Yet if you’re trying to eat healthy—and feed your family better—a new study out of the U.K. shows social media can influence our eating habits, and help or hinder our efforts to stay on track.
The new study, published on February 6 in the journal Appetite, found people consume an extra 1/5 of a portion of fruit and vegetables for every portion they think their friends on social media consume.
Therefore, if they thought their friends were eating their 5 fruits and vegetables a day, they were likely to eat an extra portion too.
The study found that this scenario could go the other way too.
The study participants also consumed an extra portion of unhealthy snacks and sugary drinks for every three portions they thought their social media friends had consumed.
“This study suggests we may be influenced by our social peers more than we realise when choosing certain foods,” study author Lily Hawkins, a PhD student at Aston University in Birmingham, UK stated in this press release. “We seem to be subconsciously accounting for how others behave when making our own food choices.”
HOW SOCIAL MEDIA CAN AFFECT FOOD CHOICES, EATING HABITS
For the study, researchers asked 369 college students to estimate the amount of fruits, vegetables, energy-dense snacks (potato chips, cookies, etc.), and sugary drinks their Facebook friends consumed each day.
Researchers then cross-referenced the information with the students’ actual eating habits.
Students who felt that their Facebook friends “approved” of eating junk food consumed significantly more of those foods themselves.
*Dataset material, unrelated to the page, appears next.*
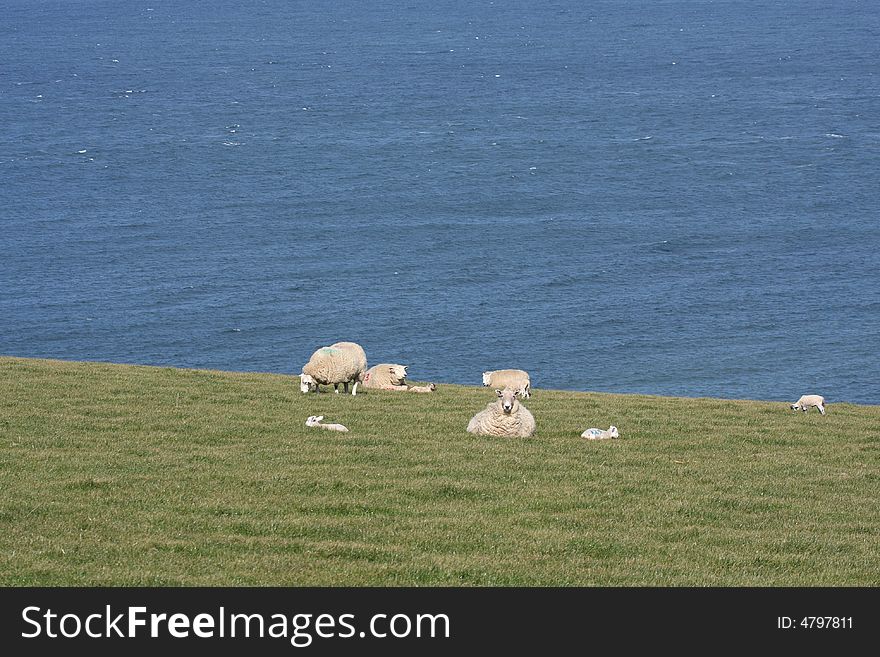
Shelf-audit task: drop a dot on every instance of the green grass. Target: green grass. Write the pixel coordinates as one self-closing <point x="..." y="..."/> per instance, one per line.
<point x="124" y="475"/>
Students who thought their Facebook friends ate healthy, consumed more fruits and vegetables.
So if we see our friends eating fruits and vegetables, we’re more likely to follow suit. Likewise, if they’re eating junk, it can make us feel that we have permission to do the same.
What’s interesting about this study is that like all things when it comes to social media, perception may not be reality.
According to the authors, the study participants’ perceptions could have come from the social media photos they viewed or simply what they believed about others’ overall health.
Therefore, if your friends seem healthy and fit, you may think they eat healthy too—whether that’s true or not.
What’s more, while the students in the study may have consumed junk, researchers didn’t find a significant link between their eating habits and their body mass index (BMI). Yet for the next stage of their work, they want to track people over time to see whether the affect of social media on eating habits has a long-term effect on weight.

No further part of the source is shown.